That's not quite how we do it tho. In mdunlinkfork() we truncate the
*first* segment, but all further segments are unlink()ed directly. For
that to work, sinvals need to be processed. So

This is quite independent of the sinval mechanism.

is clearly currently not correct.

I'd argue that even if we were to change mdunlinkfork() so it always
truncates and then unlinks, we should *still* make sure that sinval
messages for things like smgrdounlinkfork() are processed in some
bounded time. Consider e.g. that you might drop a table + tablespace and
then would want to unmount - this'd prevent that.

Greetings,

Andres Freund

Tom Lane

tgl@sss.pgh.pa.us

over 7 years ago

In reply to: Andres Freund (#4)

Re: BUG #15427: DROP INDEX did not free up disk space

Andres Freund <andres@anarazel.de> writes:

On 2018-10-11 23:57:16 -0400, Tom Lane wrote:

Uh, what's that got to do with it?

If you look at the bugreport: As soon as the op, on my suggestion,
triggered sinval processing (by issuing a SELECT 1;) the space was
freed. So clearly the open FDs were part of the problem.

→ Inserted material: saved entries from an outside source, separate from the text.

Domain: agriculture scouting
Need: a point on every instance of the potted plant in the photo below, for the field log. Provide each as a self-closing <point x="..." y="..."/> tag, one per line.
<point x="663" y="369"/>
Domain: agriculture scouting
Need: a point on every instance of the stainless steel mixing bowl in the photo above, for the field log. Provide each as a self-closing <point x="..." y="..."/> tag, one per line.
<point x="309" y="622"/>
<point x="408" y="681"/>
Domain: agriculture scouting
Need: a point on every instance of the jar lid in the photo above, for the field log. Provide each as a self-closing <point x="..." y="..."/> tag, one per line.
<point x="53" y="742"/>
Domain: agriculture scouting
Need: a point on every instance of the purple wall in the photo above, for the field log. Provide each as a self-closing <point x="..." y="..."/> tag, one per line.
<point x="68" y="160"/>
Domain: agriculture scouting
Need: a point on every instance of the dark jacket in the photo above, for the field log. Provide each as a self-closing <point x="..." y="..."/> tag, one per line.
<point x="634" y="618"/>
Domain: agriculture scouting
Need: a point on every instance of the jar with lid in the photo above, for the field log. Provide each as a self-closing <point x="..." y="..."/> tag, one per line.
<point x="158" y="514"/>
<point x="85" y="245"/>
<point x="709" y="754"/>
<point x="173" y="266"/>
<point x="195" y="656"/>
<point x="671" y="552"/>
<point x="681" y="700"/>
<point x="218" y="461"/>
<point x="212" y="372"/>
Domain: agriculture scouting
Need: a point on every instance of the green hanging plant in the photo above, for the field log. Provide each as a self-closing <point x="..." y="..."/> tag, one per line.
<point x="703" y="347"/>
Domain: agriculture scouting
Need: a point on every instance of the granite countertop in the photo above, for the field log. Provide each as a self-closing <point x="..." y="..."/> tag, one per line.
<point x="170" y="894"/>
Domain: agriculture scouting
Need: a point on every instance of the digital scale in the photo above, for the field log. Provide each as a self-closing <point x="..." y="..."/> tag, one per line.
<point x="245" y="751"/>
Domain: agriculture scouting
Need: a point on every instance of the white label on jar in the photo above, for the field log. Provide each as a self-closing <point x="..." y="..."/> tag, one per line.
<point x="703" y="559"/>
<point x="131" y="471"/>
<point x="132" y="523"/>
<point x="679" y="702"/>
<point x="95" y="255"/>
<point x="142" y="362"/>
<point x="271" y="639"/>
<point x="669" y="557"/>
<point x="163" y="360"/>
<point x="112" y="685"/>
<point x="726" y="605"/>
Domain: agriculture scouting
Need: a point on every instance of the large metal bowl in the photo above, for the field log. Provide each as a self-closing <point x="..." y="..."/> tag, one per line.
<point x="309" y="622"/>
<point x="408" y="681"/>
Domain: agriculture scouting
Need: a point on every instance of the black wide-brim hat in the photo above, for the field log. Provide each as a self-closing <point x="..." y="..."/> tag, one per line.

TBH, I think the space-freeup was more likely driven off a background
checkpoint completion, which is where the truncation happens.

regards, tom lane

Andres Freund

andres@anarazel.de

over 7 years ago

In reply to: Tom Lane (#5)

Re: BUG #15427: DROP INDEX did not free up disk space

Hi,

On 2018-10-12 00:33:14 -0400, Tom Lane wrote:

Andres Freund <andres@anarazel.de> writes:

On 2018-10-11 23:57:16 -0400, Tom Lane wrote:

Uh, what's that got to do with it?

If you look at the bugreport: As soon as the op, on my suggestion,
triggered sinval processing (by issuing a SELECT 1;) the space was
freed. So clearly the open FDs were part of the problem.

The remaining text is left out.